The best zoos are concerned to communicate an important set of ideas and attitudes about animals and the natural world, about authentic lives and authentic environments but they must do so through captive animals living inauthentic lives. "Animals in the zoo are living by our favour" but this is not unusual. In an important sense most animals are living by our favour; humans decide how they will live or whether they will live.
The zoo is simply one institution, a richly complex one, in the arena of human-animal relations in which humans decide what sort of lives and relationships these should be.
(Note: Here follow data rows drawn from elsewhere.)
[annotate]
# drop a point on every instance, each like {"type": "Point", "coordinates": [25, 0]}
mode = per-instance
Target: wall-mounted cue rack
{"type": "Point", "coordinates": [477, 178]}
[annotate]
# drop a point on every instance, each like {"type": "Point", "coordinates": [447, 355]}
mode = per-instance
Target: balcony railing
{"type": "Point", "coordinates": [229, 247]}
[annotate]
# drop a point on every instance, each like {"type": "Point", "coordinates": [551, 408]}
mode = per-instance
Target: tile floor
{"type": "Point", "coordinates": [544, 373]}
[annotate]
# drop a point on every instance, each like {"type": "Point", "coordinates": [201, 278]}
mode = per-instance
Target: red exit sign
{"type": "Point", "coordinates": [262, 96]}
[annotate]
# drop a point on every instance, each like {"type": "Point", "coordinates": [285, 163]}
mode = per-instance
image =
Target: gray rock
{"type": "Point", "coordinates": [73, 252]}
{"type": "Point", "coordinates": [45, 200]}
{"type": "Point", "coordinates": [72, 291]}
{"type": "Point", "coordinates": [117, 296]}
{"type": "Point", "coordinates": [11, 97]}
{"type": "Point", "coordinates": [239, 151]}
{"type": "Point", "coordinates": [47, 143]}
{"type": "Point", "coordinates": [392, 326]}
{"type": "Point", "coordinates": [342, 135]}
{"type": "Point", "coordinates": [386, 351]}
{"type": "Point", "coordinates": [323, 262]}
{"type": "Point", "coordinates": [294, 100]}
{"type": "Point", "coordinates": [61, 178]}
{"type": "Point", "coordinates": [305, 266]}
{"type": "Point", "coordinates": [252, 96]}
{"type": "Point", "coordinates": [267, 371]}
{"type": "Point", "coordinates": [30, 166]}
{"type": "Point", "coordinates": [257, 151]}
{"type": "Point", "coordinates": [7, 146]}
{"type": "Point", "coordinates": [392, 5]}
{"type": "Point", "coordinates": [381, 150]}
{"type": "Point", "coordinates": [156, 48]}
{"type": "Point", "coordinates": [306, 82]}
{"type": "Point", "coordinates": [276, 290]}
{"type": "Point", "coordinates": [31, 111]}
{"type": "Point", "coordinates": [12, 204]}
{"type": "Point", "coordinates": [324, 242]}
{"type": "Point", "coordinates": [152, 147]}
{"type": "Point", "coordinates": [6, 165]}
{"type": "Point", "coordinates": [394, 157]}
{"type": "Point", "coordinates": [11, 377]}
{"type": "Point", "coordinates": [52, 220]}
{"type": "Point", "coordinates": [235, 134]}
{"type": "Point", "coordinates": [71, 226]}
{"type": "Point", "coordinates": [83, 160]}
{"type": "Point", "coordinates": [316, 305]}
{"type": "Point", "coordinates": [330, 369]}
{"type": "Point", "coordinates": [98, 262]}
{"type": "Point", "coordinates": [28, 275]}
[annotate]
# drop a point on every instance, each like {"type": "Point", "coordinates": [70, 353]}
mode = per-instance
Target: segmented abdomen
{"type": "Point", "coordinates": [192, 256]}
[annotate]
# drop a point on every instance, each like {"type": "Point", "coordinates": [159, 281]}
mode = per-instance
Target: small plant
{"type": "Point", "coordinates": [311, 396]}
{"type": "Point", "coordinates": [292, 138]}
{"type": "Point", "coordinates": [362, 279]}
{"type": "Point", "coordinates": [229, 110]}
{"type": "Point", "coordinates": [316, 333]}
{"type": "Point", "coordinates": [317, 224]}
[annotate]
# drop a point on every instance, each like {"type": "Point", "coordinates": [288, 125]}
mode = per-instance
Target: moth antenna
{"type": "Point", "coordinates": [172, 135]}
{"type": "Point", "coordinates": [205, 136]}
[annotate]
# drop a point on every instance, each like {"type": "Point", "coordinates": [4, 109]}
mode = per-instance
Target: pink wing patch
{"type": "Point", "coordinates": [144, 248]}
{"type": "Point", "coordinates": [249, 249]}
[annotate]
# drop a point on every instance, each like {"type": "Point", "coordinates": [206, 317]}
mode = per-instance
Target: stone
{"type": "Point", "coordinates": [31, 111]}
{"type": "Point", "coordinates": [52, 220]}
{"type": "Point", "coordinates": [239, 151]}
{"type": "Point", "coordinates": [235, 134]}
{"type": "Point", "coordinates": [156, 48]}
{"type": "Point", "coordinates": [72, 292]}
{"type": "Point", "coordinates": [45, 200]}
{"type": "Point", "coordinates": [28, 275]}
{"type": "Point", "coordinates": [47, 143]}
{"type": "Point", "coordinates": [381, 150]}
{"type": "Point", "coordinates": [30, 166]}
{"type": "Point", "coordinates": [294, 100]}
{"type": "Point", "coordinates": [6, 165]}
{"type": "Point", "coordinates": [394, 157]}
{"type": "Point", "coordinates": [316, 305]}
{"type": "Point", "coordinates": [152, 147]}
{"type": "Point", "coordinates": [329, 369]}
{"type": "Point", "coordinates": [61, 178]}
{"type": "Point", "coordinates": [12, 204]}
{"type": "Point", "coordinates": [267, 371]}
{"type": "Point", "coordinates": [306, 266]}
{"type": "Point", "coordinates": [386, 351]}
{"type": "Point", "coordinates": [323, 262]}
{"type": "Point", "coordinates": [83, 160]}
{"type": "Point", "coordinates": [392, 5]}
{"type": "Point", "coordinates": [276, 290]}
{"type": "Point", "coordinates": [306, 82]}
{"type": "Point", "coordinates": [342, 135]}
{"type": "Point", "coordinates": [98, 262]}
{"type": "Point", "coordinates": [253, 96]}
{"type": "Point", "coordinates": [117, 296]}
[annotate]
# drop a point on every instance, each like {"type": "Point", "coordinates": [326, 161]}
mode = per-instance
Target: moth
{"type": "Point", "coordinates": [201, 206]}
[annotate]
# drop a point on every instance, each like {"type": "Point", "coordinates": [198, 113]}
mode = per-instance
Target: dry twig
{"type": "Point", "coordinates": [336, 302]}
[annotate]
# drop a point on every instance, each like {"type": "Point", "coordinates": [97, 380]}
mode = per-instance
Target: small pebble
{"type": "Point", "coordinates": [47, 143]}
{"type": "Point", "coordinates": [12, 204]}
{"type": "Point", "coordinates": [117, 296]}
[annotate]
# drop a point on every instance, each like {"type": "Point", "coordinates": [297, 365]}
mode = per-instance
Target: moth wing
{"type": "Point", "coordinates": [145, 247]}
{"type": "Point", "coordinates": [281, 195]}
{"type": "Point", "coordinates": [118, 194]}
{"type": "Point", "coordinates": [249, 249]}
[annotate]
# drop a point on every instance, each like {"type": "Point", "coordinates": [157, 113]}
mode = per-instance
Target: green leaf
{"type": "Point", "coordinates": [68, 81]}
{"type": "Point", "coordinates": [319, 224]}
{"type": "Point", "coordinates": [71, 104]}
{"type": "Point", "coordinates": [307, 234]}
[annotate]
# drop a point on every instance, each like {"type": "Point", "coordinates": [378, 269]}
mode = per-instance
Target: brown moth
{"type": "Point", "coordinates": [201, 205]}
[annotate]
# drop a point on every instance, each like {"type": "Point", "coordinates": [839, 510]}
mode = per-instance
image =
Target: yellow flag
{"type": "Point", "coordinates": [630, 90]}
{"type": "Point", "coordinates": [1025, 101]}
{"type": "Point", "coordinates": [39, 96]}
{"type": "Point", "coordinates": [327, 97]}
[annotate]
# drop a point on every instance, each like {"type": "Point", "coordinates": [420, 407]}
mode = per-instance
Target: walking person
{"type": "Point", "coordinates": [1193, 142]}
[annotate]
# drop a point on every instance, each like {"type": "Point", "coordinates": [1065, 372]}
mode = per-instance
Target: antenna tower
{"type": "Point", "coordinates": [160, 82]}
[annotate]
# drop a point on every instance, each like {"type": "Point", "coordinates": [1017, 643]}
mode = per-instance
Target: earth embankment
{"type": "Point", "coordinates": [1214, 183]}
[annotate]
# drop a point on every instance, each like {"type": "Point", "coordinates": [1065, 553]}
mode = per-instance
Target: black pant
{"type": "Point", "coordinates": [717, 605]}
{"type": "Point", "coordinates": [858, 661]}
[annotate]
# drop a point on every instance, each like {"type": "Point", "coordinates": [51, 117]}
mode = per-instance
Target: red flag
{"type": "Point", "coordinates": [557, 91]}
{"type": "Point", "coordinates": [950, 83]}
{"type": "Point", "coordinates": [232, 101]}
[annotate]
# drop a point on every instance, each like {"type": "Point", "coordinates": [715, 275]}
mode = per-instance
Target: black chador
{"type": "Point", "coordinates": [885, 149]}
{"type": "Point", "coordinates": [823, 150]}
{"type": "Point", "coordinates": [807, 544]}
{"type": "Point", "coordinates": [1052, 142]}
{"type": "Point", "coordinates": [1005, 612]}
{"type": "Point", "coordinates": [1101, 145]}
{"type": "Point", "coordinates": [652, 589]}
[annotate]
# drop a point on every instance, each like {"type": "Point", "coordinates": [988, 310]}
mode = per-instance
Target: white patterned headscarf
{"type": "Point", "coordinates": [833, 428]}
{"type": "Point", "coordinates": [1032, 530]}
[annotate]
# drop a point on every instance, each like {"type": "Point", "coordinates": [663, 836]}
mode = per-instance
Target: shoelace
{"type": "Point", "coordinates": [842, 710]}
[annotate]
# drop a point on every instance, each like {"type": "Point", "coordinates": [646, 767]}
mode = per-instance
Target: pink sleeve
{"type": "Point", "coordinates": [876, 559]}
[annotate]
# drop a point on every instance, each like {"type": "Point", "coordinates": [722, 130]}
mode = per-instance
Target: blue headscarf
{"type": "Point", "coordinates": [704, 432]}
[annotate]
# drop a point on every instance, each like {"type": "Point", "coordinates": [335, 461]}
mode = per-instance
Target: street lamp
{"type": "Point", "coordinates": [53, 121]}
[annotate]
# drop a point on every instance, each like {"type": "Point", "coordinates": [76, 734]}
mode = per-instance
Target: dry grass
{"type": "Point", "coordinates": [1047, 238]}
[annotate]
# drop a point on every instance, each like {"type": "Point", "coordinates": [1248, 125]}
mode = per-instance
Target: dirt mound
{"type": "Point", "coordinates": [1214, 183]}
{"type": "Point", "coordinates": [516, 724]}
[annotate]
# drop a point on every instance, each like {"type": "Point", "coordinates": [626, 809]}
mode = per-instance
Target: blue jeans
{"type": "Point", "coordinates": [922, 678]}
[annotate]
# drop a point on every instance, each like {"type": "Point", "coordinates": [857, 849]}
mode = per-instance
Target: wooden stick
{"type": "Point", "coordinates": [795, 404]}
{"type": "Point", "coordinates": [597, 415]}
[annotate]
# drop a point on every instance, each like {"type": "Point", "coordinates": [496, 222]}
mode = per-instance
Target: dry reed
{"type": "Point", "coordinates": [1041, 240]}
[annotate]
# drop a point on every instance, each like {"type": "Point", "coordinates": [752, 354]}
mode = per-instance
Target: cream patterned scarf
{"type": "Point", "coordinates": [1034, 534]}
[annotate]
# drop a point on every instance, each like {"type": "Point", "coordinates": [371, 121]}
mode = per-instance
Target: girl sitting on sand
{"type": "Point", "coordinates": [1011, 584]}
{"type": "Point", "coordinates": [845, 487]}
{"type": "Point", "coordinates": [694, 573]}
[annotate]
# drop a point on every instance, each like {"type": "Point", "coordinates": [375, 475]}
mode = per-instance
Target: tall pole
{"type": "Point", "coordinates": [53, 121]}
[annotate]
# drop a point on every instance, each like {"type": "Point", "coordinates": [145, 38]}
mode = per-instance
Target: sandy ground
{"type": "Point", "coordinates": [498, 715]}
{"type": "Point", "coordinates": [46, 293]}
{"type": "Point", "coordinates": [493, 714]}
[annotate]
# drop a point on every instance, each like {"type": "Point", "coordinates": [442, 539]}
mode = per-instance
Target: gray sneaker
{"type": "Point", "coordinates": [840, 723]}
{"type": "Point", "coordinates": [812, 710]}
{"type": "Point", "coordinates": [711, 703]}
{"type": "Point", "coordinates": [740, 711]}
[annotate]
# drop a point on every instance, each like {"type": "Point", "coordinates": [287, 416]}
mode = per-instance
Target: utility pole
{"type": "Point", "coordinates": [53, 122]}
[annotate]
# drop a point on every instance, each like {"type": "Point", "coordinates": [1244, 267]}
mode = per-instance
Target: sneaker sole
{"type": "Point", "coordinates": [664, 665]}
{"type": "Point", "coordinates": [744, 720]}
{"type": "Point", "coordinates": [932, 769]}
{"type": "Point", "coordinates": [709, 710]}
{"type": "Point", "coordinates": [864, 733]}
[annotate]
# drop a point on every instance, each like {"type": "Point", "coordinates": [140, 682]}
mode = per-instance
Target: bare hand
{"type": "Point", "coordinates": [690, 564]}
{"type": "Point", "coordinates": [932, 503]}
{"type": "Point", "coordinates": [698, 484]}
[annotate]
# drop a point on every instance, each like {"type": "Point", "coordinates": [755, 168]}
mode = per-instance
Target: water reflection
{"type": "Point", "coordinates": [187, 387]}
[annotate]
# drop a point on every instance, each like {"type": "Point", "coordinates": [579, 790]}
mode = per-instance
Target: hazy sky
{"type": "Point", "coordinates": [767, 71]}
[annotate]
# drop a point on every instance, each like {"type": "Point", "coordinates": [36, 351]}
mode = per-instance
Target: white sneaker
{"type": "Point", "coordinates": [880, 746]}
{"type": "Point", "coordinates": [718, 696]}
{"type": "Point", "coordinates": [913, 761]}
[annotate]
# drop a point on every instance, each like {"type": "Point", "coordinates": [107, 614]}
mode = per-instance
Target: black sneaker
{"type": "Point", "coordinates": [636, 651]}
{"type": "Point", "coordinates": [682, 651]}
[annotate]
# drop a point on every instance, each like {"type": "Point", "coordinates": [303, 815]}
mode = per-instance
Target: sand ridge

Excerpts from a review essay by Garry Marvinl, Honorary Research Fellow in Social Anthropology at the University of Kent, of ' Zooman: Inside the Zoo Revolution' by Terry L. Maple and Erika F. Archibald and 'Zoos and Animal Rights: The Ethics of Keeping Animals' by Stephen C. Bostock.
Legal rights for our closest cousins?
To quote the Project's FAQ, “The Great Ape Project is arguing for the inclusion of our fellow great apes in the “community of equals” not because they are human-like, but rather because they possess a variety of characteristics which are morally relevant. These characteristics, such as complex emotional life, strong social and family bonds, and self-awareness, have a great moral weight not because most humans have them too, but because they are morally relevant in themselves.” New Zealand became the first country to enact legislation recognizing the special status of great apes.
The law prohibits the use of great apes in research, testing,or teaching “unless such use is in the best interests of the nonhuman hominid” or its species. DNA studies show that a chimpanzee’s closest relative is not the gorilla, but the human. Humans share 98.4% of their DNA with the two living species of chimpanzees. Pondering over this molecular comparison an editorial in the magazine New Scientist says “But this misses the point: genomes are not cake recipes.
A few tiny changes in a handful of genes controlling the development of the cortex could easily have a disproportionate impact. A creature that shares 98.4 per cent of its DNA with humans is not 98.4 per cent human, any more than a fish that shares, say, 40 per cent of its DNA with us is 40 per cent human. Gibbons and monkeys share nearly all their DNA with gorillas. And what of tarsiers and lemurs? Take DNA as your measure of sentience and moral worth and the chemical connectedness of life ensures that you soon end up extending honorary personhood to the rat and haddock.”
According to Australian philosophy professor Peter Singer, president of the project,“The community of equals is the moral community within which the most basic ethical and legal principles apply to members. The right to life, the right not to be tortured and the rights not be imprisoned without due process are concepts that now only apply to human beings.” Sceptics argue otherwise. Is it possible to equate a chimpanzee with the intelligence of a four year old? And therefore grant it the same rights as we do for a child or mentally retarded person.
The New Scientist again, “Advocates of the kind of proposal being debated in New Zealand get round such concerns by suggesting we give apes semi-human legal status. But human rights are all or nothing. To think of apes as second-rate versions of ourselves is surely to demean the very creatures we seek to protect.” Biomedical researchers are a worried lot. They believe that this would simply be the first step in a grand plan to extend human rights to all other animals — and the end of their work. What do you think?